2007 Metro Atlantic Athletic Conference baseball tournament
- Teams: 4
- Format: Double-elimination
- Finals site: Dutchess Stadium; Wappingers Falls, NY;
- Champions: Le Moyne (4th title)
- Winning coach: Steve Owens (3rd title)
- MVP: Ryan Woods (Le Moyne)

= 2007 Metro Atlantic Athletic Conference baseball tournament =

The 2007 Metro Atlantic Athletic Conference baseball tournament took place from May 24 through 26, 2007. The top four regular season finishers of the league's teams met in the double-elimination tournament held at Dutchess Stadium in Wappingers Falls, New York. won their fourth tournament championship and earned the conference's automatic bid to the 2007 NCAA Division I baseball tournament.

== Seeding ==
The top four teams were seeded one through four based on their conference winning percentage. They then played a double-elimination tournament.

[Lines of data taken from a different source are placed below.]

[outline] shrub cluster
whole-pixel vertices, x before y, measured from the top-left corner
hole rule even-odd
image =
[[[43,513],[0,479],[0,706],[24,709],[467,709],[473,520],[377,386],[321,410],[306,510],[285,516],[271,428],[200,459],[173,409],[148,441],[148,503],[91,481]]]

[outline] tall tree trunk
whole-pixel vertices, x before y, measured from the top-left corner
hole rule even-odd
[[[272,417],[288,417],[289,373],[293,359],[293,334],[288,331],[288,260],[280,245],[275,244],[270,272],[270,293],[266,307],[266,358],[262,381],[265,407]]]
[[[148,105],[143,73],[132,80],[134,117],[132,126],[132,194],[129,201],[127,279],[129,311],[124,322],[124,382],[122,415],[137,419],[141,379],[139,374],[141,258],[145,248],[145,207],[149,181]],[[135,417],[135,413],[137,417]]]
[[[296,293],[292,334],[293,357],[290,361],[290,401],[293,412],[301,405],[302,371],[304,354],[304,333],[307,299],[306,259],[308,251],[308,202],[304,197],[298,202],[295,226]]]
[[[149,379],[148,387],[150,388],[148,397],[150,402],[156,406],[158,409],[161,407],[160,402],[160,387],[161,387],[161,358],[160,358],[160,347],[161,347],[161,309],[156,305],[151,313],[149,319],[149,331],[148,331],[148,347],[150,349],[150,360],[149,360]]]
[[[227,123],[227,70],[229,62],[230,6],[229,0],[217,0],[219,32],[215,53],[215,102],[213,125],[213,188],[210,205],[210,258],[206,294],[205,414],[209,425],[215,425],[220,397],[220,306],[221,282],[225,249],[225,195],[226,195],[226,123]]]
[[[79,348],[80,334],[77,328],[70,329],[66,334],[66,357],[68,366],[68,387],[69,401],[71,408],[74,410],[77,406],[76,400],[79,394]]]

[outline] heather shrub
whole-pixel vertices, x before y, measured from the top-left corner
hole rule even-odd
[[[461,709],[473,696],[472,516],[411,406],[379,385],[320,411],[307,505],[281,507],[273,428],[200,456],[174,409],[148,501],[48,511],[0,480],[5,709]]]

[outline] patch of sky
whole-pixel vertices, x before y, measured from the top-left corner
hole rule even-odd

| Team | W | L | PCT | GB | Seed |
|---|---|---|---|---|---|
| Le Moyne | 22 | 3 | .880 | – | 1 |
| Manhattan | 21 | 5 | .808 | 1.5 | 2 |
| Marist | 14 | 12 | .538 | 8.5 | 3 |
| Canisius | 13 | 12 | .520 | 9 | 4 |
| Saint Peter's | 13 | 13 | .500 | 9.5 | – |
| Fairfield | 12 | 14 | .462 | 10.5 | – |
| Rider | 11 | 15 | .423 | 11.5 | – |
| Siena | 10 | 14 | .417 | 11.5 | – |
| Iona | 8 | 18 | .308 | 14.5 | – |
| Niagara | 3 | 21 | .125 | 18.5 | – |

== All-Tournament Team ==
The following players were named to the All-Tournament Team.

| Pos. | Name | School |
| IF | Andy Parrino | Le Moyne |
| Phil St. Amant | Le Moyne |
| Ryan Masters | Manhattan |
| Matt Rizzotti | Manhattan |
| Rene Ruiz | Manhattan |
| Outfield | Perry Silverman | Canisius |
| Mike Brown | Le Moyne |
| Brian McDonough | Marist |
| DH | Justin Lepore | Marist |
| P | Bobby Blevins | Le Moyne |
| Ryan Woods | Le Moyne |

=== Most Valuable Player ===
Ryan Woods was named Tournament Most Outstanding Player. Woods was a pitcher for Le Moyne.